Chinese competition remains a serious issue for Mexico’s manufacturing sector, according to Enrique Dussel Peters, Adrian Hearn, and Yang Zhimin, who engaged in a wide-ranging discussion of China-Mexico industrial competition at the Inter-American Dialogue on Friday, September 16, 2011.
Despite reports in recent months that Mexican manufacturing is experiencing a possible resurgence – the country’s share of US imports increased markedly this summer and is attracting much in the way of manufacturing-related foreign investment – Mexico’s industrial sector is still facing tremendous challenges. Manufacturing as a share of GDP continues to shrink, and rising unemployment in the manufacturing sector remains an issue of concern – Mexico lost approximately one million manufacturing jobs over the past decade.
China’s trade with the Mexico has exposed vulnerabilities in Mexican R&D, trade, infrastructure, and industrial policy, according to Enrique Dussel Peters, who directs the Center for Chinese-Mexican Studies at UNAM. Dussel Peters described an urgent need for short-, medium-, and long-term industrial strategies to address these shortcomings.
Panelists lamented the Mexican government’s failure thus far to implement effective industrial policy. According to Adrian Hearn, an anthropologist at the University of Sydney, the Mexican government has neglected – especially in comparison to certain Asian countries – to select and promote industrial “winners” that can drive sector production and innovation.

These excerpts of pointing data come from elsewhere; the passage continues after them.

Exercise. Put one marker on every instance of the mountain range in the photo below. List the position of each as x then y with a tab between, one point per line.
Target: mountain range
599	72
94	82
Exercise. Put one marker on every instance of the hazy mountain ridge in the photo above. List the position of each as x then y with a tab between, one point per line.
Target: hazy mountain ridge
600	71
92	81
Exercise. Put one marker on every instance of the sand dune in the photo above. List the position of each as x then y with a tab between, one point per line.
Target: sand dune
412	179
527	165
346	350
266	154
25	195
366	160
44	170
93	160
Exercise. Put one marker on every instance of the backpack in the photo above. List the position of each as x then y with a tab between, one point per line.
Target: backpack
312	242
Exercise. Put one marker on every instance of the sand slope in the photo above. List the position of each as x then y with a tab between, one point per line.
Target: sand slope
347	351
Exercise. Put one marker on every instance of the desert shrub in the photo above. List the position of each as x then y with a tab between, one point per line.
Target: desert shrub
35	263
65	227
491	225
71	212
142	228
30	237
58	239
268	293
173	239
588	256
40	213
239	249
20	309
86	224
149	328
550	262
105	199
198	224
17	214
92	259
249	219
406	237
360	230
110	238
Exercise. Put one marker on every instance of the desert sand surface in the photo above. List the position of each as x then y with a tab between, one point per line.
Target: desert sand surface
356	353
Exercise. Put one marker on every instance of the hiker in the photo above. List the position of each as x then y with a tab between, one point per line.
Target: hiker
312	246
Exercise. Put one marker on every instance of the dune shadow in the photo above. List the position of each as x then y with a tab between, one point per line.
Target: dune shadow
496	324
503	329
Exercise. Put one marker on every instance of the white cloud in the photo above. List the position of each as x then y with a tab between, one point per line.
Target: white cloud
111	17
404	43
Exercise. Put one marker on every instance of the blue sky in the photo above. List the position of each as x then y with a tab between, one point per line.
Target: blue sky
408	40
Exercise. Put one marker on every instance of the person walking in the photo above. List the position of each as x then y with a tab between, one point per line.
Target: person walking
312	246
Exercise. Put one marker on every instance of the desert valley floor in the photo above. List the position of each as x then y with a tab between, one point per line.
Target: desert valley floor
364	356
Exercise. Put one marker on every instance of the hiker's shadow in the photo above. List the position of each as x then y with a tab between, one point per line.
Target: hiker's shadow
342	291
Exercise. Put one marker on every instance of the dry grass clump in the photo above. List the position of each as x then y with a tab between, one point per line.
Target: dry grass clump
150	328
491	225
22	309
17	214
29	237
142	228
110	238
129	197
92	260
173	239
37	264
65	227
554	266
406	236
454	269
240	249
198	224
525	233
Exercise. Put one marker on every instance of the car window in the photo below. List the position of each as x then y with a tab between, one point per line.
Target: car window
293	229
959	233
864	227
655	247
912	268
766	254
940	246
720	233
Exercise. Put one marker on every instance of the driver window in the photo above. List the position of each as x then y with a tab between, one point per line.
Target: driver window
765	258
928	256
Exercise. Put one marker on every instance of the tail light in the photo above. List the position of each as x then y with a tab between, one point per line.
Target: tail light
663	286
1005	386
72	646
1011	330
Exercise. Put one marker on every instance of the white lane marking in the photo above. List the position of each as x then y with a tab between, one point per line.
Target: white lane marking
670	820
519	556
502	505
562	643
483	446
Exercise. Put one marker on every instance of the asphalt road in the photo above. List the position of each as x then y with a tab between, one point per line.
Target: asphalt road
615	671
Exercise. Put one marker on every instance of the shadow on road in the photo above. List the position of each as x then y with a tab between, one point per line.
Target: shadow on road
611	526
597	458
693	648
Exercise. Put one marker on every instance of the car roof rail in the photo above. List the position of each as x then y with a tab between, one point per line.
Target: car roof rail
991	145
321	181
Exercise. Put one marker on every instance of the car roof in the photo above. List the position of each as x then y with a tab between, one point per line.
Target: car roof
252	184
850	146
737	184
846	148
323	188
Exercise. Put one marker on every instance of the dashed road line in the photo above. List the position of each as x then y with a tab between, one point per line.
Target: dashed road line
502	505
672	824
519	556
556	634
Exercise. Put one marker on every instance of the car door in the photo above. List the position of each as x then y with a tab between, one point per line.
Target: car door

While there have been some efforts in Mexico to address manufacturing and trade-related challenges, most come from non-official or local-level actors. Much of existing bilateral cooperation takes place at the provincial and municipal levels, according to Dussel Peters. The Mexican states of Michoacán, Guanajuato, and Chihuahua all actively engage China on areas of commercial interest, for example. Research centers like Dussel Peters’ Center for Chinese-Mexican Studies also work to identify specific value-added chains, such as automobiles and auto parts, which are critical to manufacturing growth over the next few years.
Assuming they are able to develop cost-effective channels for promoting imports and exports between the China and Mexico, Mexico’s sizeable Chinese immigrant communities might also enhance trade flows between the two countries, according to Hearn.
China’s recent manufacturing sector challenges are unlikely to benefit Mexican industry, according to Yang Zhimin from the Chinese Academy of Social Sciences. Rising labor costs and lending restrictions have negatively affected small and medium-sized firms in some provinces, but China’s manufacturing sector remains highly competitive. Provinces like Zhejiang are moving beyond low-cost, labor-intensive manufacturing, according to Yang. Mechanized production enables these firms to avoid the rising labor costs affecting labor-intensive production in the Pearl River Delta and elsewhere in China.
Mexico must now work to strengthen its domestic, regional, and bilateral ties, according to the panelists. Hearn argued for stronger linkages with Mexico’s overseas Chinese community and with networks of importers and exporters more broadly. As Chinese competition calls into question NAFTA’s integrity, Mexico and the United States must work to address manufacturing competitiveness issues from a regional perspective, according to Dussel Peters. Yang advocated stronger State-to-State and firm-level bilateral cooperation, not only on trade-related issues, but also toward greater investment-related and commercial interaction.